Jan-Erik Sandberg, Pluralsight author
Apples to apples and oranges to oranges
It is definitely important to be able to compare all the various technologies and the real-time demand for the respective skills. Nonetheless, for me, it can be even more interesting to compare the rankings among specific technologies; namely languages, frameworks and data stores.
On the top 5 frameworks list, Angular ranks first, followed by Spring, Node.js, React and Laravel. Before you start yelling, let me clarify that I merely adopt the classification of the Pluralsight Technology Index and I do not wish to engage in the “is React a library or a framework” debate.
Coming back to the number one on the frameworks list, with the anticipation of Angular v6 continuing to boil, PTI portraits the demand for Angular skills at the top of the ranking.
As the Pluralinsight analysis might have suggested already, blockchain dominates the demand among data stores. The days of MySQL domination appear to be over. The rest of the data stores tracked by the index appear to be far behind the two top technologies.

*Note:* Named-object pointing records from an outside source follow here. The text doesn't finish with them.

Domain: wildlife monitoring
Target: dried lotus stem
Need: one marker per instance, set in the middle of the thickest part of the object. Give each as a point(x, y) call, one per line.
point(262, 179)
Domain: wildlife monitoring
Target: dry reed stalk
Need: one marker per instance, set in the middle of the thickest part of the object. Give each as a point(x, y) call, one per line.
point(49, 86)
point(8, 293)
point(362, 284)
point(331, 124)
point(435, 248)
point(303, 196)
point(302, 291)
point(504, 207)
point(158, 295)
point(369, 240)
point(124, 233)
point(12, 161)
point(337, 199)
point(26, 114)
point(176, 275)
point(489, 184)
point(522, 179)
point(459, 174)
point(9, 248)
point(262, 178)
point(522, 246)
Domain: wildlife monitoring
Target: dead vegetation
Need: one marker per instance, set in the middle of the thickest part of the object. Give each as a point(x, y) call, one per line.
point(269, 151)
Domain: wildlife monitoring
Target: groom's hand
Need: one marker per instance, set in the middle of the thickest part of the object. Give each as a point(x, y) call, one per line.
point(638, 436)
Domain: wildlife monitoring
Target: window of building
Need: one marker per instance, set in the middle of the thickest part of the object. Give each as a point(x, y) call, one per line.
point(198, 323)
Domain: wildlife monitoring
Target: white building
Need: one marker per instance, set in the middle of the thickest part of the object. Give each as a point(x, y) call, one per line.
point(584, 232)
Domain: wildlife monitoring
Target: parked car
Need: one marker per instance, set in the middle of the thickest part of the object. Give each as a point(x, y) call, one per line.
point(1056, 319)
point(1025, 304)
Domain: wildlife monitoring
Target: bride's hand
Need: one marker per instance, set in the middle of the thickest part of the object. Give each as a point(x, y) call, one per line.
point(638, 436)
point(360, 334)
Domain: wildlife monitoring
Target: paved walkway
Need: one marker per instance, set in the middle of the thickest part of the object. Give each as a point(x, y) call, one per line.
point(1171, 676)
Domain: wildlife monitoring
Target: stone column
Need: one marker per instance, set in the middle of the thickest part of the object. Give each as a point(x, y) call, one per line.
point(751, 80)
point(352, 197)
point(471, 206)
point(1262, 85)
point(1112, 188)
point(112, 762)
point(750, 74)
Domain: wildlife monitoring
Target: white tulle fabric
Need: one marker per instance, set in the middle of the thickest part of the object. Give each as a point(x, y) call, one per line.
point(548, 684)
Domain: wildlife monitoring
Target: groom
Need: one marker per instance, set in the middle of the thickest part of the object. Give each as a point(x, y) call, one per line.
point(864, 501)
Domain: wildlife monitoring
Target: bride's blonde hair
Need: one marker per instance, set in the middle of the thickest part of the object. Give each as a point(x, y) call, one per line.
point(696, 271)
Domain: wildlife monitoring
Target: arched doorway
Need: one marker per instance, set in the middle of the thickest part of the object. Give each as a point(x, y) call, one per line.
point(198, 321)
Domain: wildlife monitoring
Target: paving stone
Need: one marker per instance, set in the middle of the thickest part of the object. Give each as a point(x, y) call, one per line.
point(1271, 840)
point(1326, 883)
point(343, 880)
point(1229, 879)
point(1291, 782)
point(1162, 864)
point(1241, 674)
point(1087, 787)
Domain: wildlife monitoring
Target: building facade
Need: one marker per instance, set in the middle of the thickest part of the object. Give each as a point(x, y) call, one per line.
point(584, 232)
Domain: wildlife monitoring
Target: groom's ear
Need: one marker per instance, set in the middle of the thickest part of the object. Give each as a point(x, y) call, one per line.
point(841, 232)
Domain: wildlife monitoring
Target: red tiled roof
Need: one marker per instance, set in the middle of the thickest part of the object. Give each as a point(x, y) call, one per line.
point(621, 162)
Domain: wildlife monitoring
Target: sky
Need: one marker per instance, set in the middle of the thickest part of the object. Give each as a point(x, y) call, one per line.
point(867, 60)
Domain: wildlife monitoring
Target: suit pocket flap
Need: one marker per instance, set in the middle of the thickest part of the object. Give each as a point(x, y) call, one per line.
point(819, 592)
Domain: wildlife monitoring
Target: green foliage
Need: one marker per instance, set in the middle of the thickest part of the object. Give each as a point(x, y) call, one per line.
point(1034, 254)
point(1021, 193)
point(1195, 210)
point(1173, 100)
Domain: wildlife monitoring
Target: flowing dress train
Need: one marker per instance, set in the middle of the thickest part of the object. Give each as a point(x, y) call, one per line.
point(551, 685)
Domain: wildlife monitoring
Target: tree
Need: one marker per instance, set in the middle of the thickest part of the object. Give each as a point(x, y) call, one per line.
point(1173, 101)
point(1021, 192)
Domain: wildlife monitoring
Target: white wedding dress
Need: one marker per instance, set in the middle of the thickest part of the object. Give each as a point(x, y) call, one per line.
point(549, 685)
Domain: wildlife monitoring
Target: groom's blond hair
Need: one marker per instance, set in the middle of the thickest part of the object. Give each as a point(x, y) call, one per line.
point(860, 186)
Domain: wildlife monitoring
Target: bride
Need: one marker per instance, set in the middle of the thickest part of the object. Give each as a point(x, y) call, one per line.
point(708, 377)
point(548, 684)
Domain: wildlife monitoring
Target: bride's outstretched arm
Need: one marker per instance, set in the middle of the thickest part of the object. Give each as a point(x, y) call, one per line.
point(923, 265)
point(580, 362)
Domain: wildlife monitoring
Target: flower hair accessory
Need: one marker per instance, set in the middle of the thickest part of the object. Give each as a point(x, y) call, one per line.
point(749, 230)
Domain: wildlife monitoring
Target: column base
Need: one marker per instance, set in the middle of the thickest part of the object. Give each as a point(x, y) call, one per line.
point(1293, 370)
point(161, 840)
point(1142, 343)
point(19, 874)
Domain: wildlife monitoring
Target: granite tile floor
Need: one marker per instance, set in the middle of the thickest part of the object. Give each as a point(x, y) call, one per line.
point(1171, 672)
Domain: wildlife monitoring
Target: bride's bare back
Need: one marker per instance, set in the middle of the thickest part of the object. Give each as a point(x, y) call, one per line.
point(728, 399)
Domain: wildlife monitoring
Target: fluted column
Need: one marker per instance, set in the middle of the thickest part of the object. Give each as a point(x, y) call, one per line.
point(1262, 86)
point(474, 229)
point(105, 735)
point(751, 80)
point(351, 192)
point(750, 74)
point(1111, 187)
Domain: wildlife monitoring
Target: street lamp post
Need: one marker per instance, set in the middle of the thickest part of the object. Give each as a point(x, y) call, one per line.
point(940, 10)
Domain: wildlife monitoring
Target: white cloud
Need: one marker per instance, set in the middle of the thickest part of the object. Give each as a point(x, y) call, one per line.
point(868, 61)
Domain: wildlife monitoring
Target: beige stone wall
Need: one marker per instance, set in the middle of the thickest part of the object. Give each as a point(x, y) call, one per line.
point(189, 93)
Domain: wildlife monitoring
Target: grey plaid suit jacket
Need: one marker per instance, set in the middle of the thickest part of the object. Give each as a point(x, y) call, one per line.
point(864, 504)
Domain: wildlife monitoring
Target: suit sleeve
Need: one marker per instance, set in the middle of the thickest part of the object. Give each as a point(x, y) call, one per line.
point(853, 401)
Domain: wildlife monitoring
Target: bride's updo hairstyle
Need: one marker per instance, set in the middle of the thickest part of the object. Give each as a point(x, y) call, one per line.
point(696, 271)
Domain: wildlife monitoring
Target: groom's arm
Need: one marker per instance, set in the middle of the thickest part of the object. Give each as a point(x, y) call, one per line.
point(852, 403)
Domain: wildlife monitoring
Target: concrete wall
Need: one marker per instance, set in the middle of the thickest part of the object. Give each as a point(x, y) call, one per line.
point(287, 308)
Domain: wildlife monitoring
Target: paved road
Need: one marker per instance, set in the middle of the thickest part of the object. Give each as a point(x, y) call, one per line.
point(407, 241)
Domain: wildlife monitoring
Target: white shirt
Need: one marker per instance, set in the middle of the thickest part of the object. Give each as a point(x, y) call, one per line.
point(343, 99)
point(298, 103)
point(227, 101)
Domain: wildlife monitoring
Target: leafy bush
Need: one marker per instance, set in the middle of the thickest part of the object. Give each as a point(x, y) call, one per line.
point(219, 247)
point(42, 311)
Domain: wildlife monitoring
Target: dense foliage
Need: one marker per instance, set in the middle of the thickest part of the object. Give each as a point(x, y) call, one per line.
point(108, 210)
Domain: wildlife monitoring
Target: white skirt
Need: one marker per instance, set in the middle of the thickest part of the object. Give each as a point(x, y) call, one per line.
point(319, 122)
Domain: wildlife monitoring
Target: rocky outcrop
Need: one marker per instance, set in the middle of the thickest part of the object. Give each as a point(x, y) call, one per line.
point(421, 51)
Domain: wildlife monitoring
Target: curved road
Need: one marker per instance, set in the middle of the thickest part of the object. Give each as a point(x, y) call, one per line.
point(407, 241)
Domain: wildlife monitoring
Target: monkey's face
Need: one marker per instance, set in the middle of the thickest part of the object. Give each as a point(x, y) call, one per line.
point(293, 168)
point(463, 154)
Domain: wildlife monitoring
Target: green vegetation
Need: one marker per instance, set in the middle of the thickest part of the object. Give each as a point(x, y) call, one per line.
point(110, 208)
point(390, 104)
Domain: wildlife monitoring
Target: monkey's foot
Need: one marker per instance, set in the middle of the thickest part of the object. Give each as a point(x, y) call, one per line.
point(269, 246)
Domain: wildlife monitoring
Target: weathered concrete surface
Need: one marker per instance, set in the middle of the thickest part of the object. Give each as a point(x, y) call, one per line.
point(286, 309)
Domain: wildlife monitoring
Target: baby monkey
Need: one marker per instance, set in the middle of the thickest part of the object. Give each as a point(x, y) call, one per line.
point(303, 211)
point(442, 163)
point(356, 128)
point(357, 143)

Different indexes, different data sources, different methodologies; every index out there uses a unique methodology in order to take the pulse of the development technologies’ popularity and the demand for specific skills. And of course, this leads to quite different trend rankings. For example, PTI and the Hacker News Hiring Trends ranking of the most popular technologies in demand appear to be in significant disagreement. However, I would argue that PTI has the potential to be the more accurate index, based on the plethora of its data sources and its efficient methodology.
We have a new kid on the playground and, personally, I cannot hide my excitement! That being said, I do not intend to ignore the other popular and well-established indexes. I do, however, have my eyes fixed on the Pluralsight Technology Index and I look forward to reviewing the monthly results. Welcome to the family, PTI!